Credit card balances are 13% higher this year than the same time last year.
INDIANAPOLIS – Interest rates keep going up and that’s making credit card debt more expensive.
Credit card balances are 13% higher this year than the same time last year. That’s the biggest year-over-year jump in more than 20 years.
Why does the rate change?
Credit cards charge variable rate interest, meaning it changes with the market. Every time the Federal Reserve raises interest rates, the APR, or Annual Percentage Rate, can go up.
Ted Rossman with Bankrate said figuring out your card’s rate is a great place to start.
“We found that 40% of people in credit card debt didn’t even know their interest rate,” Rossman said.
If your goal is to pay off $ 5,000 in six months at 18%, the interest will cost around $ 265.
At 20%, the same goal is costs $ 295 in interest and at 22%, you’ll pay $ 325 in interest.
If you make new charges during this time, your interest owed would likely be higher.
How does credit card interest work?
To calculate interest, start with dividing the APR by 365, or the number of days a year.
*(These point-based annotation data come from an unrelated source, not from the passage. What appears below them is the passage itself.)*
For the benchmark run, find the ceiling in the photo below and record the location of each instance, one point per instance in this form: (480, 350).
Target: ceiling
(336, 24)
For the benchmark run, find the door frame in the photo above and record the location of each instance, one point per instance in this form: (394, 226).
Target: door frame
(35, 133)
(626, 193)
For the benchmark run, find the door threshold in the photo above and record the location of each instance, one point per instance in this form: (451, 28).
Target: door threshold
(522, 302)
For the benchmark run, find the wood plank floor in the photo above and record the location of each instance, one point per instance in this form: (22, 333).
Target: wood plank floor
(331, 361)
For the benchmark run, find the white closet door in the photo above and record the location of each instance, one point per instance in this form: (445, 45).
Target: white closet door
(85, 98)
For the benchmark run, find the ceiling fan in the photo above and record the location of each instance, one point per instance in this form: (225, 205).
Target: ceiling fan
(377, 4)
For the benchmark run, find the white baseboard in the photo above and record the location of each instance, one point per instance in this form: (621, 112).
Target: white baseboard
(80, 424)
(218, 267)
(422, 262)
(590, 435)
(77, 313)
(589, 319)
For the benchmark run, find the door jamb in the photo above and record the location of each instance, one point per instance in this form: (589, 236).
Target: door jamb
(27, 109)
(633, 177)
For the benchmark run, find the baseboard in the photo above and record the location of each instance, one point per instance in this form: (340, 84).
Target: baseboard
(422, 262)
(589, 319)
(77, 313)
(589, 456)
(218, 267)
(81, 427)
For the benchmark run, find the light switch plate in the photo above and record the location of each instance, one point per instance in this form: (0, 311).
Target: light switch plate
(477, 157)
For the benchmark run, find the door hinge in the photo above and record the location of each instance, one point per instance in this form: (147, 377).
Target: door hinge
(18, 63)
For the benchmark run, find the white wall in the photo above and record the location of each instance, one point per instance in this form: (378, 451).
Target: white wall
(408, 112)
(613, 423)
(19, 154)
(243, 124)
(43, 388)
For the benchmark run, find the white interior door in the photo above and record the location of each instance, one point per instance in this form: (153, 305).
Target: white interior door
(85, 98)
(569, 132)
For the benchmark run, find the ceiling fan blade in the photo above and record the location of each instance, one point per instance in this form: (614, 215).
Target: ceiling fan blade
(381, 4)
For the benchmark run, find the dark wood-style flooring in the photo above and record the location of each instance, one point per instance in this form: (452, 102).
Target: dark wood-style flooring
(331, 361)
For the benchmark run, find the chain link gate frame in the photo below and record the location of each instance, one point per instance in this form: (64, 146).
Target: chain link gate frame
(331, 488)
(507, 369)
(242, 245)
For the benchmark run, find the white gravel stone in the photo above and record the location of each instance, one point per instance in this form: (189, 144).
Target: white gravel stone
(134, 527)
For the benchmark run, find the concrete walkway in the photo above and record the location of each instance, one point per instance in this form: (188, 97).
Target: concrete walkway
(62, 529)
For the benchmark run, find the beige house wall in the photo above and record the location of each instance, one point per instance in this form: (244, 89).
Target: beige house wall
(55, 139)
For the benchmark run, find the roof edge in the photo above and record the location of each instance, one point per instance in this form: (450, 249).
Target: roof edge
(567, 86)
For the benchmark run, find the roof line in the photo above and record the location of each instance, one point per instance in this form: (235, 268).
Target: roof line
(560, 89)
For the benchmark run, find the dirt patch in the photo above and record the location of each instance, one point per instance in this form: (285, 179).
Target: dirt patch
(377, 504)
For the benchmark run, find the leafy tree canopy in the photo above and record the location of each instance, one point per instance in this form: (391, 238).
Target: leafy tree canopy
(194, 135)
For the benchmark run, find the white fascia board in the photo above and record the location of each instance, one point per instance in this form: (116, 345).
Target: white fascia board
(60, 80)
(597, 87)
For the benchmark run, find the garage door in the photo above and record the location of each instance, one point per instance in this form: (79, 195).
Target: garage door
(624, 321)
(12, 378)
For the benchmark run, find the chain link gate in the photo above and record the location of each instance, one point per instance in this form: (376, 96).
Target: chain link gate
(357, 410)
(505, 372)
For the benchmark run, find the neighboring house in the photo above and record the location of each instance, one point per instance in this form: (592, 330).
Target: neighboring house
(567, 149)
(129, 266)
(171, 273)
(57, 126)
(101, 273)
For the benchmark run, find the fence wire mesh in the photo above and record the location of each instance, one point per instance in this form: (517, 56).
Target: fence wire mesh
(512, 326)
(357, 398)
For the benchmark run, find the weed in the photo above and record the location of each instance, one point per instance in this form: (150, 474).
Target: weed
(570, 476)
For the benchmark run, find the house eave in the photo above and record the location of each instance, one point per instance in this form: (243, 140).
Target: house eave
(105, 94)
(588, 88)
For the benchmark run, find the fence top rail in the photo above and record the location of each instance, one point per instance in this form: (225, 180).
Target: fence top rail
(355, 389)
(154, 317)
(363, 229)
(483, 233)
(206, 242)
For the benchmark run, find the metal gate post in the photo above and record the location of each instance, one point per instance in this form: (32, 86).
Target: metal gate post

If your APR is 20%, your daily rate is .0547%. To convert this to a decimal point, divide by 100.
“If you have credit card debt, interest is compounding every single day, unfortunately,” Rossman said.
Next, find your average daily balance. The average daily balance is not the statement balance due.
For example, if you carry over $ 1,000 and don’t spend another dime, $ 1,000 is your average daily balance. If you carry over $ 1,000 and charge a single $ 500 purchase halfway through a 30-day month, your average daily balance would be $ 1,250.
- $ 1,000 x 15 days = $ 15,000
- $ 1,500 x 15 day = $ 22,500
- Then, add $ 15,000 and $ 22,500, and divide it by 30 (days) to find the average.
- Multiply the average daily rate (.000547) by the average daily balance ($ 1,250).
- Finally, multiply that number by the days of the month (30).
The interest charged would be around $ 20.50.
Saving money on debt
There are strategies that could help put this fire out.
If possible, make extra payments since carrying a balance adds up daily.
If you’re serious about paying it all off, transfer the debt to a 0% balance transfer card. This will pause the interest from piling up.
“That can be a huge savings, hundreds, maybe thousands of dollars, depending on how much you owe,” Rossman said.
You can also call your current card holder and ask for a lower APR, or that it remain the same.